Neutrinos, which mean "small neutral ones" in Italian, are subatomic particles which barely interact with ordinary matter (which is why detection is so difficult), and are produced in tremendous quantities in nuclear reactions.
The solar neutrino problem
Astronomers had predicted, in the 1960s, the number of neutrinos produced by the sun's nuclear reactions. They could detect only one-third of the 10 million-billion neutrinos coming from the sun causing some of them to believe that the Sun was dying. This problem led some physicists to conjecture whether neutrinos had mass and were "oscillating" between their identities, which would explain the detection problems.
Types of neutrinos
Neutrinos carry no electrical charge, and thus if paired with an electrically charged partner - either electrons, or muons or tau particles, giving rise to the three types or "flavours" - the electron neutrino, muon neutrino and tau neutrino.
Kajita's work
Takaaki Kajita, one of the leaders of the Super-Kamioka Neutrino Detection Experiment, along with his team in 1998, had reported that some of the neutrinos they had captured bouncing out of collisions with the Earth's atmosphere, were changing identities of "flavours". This data contradicted the Standard Model of particle physics and the present understanding of the Universe, and Kajita worked to understand the implications.
The unreactive neutrinos
Trillions of neutrinos, which are the second-most abundant particle in the cosmos after photons, pass through the human body every second, but they almost never react with any of the body's atoms. Even the earth itself is nearly transparent to neutrinos.
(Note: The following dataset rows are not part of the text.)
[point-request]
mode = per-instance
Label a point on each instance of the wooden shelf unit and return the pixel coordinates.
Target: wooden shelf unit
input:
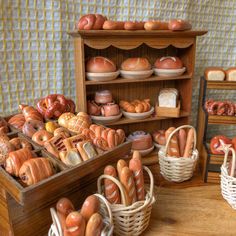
(120, 45)
(209, 163)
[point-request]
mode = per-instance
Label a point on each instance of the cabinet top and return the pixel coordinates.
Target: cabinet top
(125, 33)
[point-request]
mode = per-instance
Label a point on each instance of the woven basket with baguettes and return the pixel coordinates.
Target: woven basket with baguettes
(133, 219)
(228, 179)
(105, 211)
(178, 169)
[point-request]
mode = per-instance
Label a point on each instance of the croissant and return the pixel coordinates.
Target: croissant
(16, 159)
(35, 170)
(5, 148)
(17, 121)
(30, 113)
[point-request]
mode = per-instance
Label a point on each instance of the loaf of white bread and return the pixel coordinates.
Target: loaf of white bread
(168, 97)
(231, 74)
(214, 74)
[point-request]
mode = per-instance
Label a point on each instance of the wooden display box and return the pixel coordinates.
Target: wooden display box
(119, 45)
(167, 111)
(21, 206)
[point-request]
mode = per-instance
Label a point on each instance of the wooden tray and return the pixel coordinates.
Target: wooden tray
(168, 112)
(64, 179)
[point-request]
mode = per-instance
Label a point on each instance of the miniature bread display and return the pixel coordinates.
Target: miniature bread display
(214, 74)
(168, 97)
McDonald's work provides reason for neutrino undetection
Arthur McDonald, Director of the Sudbury Neutrino Observatory (SNO) in Canada, along with his team found results similar to what Kajita's team had found in 1998. In 2001, McDonald's team announced that the neutrinos they had detected in Ontario had also mysteriously "flipped" from their expected identities. It explained why only one-third of the neutrinos ejected from the Sun had been detected thus far.
Neutrinos vs Photons
Photons and neutrinos are both created in nuclear reactions in the cores of stars. While photons take 10,000- 100,000 years to reach the outer surface of the Sun from its core, neutrinos make the trip in 3.2 seconds.